Gift for: fullofstoryshapes
Dec. 5th, 2014 12:26 am![[personal profile]](https://www.dreamwidth.org/img/silk/identity/user.png)
Warnings: Cliches abound
Characters: Etta Bishop, Olivia Dunham, Peter Bishop, Simon Foster, Charles "Chuck" Hansen, Mako Mori, Nina Sharp, Stacker Pentecost, Nick Lane.
Rating: T
Word Count: 5,423 words
Summary: Etta Bishop grows up in the Alaskan Shatterdome, the kaiju war the backdrop of her family's life. [Fringe/Pacific Rim Crossover]
Etta’s two years old when Trespasser lands and makes a wasteland of the west coast. She remembers nothing of it other than the sudden silence that descended on the living room, the way her mom’s arms grew tight around her, but she grows up with it as a part of the repertoire of things grown ups cease to speak of in her presence.
When she’s four, almost five, the United Nations announce the formation of an international military branch to fight the monsters on their shores, and the Jaeger Program is born.
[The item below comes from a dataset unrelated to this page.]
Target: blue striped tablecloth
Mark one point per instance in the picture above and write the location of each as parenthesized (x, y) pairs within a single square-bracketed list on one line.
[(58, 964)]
When she looks back from the jump cuts between giant dinosaurs on television, from the men in blue and the machinery, she sees the look in her mom’s eyes, distant and strained, her posture rigid against her dad’s side.
It’s a Sunday, and there’s Chinese for dinner and no work, but the phone in the kitchen stops ringing only when one of her parents picks it up, and only for a few minutes at that.
There are raised voiced across the hall, that night, when she’s supposed to be sleeping, angry in a way Etta’s only heard other children at the playground talk about. Until the ringing of the phone cuts through the anger, and the silence returns, punctuated by the echo of footsteps falling on the staircase and the slap of the door closing shut.
Her mom slips into her room, and she pretends to sleep, pretends not to notice when she crawls under the sheets of the twin bed with her. But her mother holds her close, and when she shakes Etta can’t find it in herself to keep pretending. She turns around and, surprised, presses small fingers to the shiny tracks the tears have left on the way down her mom’s face.
Etta's mother doesn't cry.
“Mamma? Why are you crying?”
“I’m sad, Etta Bear. I’m just sad.”
“Because you fought with Daddy?”
“Yeah.”
“Was it because of me?”
“No, honey. It’s just grown up stuff that you don’t have to worry about. Go back to sleep.”
For the longest time, Etta doesn’t understand why her mother lied.